The Glicksberg Lab focuses on a multitude of research areas that seek to transform how we receive care.
Countless combinations of therapeutic options exist for the vast expanse of human disease. Identifying the right medication (or medications), at the right dose, at the right time is challenging. Incorporation of each individual’s unique comorbidities, circumstances, genetic makeup, and cost-benefit probability is even more difficult. We identify clinical scenarios which data-driven statistical and machine learning approaches may identify complex patterns, helping clinical practitioners help their patients. These projects range from predicting readmissions to surgical outcomes.
The traditional drug discovery process is extremely time consuming and expensive. The field of drug repurposing attempts to find novel indications for therapeutics which are already in use and FDA-approved for other indications, thereby facilitating faster and cheaper implementation of drugs into practice. Computational pipelines have been shown to significantly augment the drug repurposing process. Here, large-scale drug and disease related information, including genomics, transcriptomics, proteomics, and chemical features are compared to determine data-driven novel connections. For example, drug and diseases signatures are created from specific differential gene expression profiles and compared against one other with the goal of identifying drug profiles that reverse the signature of the disease. We perform studies in a variety of clinical domains to try to identify novel treatments for diseases via this strategy and beyond.
While complex diseases, like type 2 diabetes mellitus, are often considered a single entity, the wide variety of heterogeneous manifestations and underlying causes suggest that there might be underlying substructures which may benefit from more precise treatment.

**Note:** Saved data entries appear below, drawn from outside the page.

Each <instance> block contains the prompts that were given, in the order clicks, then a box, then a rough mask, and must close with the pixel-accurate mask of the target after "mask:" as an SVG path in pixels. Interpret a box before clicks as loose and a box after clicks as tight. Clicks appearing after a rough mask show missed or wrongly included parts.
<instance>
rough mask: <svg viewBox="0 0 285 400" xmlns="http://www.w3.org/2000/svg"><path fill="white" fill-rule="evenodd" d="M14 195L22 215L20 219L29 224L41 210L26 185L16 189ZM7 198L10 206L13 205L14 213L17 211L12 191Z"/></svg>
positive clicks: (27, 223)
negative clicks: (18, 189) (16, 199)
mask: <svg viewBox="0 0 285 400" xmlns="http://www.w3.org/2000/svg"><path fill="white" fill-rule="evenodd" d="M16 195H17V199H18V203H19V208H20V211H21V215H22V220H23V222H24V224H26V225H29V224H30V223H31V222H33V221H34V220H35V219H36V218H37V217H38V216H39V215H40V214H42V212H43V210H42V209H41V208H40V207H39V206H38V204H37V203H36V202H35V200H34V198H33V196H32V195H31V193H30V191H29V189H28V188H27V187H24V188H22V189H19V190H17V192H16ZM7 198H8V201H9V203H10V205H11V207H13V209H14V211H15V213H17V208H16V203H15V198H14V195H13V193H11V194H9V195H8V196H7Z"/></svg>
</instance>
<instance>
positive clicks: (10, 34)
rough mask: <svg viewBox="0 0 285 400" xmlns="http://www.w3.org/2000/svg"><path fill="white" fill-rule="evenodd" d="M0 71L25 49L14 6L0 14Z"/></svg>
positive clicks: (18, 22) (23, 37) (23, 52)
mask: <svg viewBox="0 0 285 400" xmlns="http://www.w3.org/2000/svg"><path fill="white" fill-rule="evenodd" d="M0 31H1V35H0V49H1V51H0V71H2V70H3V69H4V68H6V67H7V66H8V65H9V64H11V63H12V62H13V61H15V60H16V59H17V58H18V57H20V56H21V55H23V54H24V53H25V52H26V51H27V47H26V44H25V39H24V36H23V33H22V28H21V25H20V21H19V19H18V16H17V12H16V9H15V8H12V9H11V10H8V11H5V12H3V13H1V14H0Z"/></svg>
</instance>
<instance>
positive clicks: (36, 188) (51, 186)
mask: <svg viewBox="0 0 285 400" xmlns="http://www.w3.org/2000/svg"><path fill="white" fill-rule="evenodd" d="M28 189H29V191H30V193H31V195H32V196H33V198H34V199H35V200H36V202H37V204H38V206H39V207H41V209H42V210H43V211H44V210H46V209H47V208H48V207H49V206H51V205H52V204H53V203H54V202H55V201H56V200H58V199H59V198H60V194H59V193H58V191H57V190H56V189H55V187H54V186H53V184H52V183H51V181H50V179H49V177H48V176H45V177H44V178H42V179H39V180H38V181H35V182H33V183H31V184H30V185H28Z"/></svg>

By coupling multiple modalities of patient data of those suffering with complex diseases and using state-of-the-art machine learning techniques, disentangle any patterns that exist in underlying etiology and/or groups of clinical manifestations. To this end, we use topological, dimension-reducing techniques like clustering and variational autoencoders.
Using computational pipelines to analyze heterogenous biomedical big data has produced countless impactful findings. Yet lack of knowledge of various programming languages and domain-specific ontological nuances make it difficult for others in the scientific and medical community to utilize these pipelines. It is clear that creating web app, software, and packages to help facilitate those without technical and/or domain knowledge to perform such analyses can benefit many areas of biomedical research. We create software and tools to enable various aspects of computational biomedical-related workflows, such as exploring EHRs, perform drug repurposing experiments, or annotate radiographs.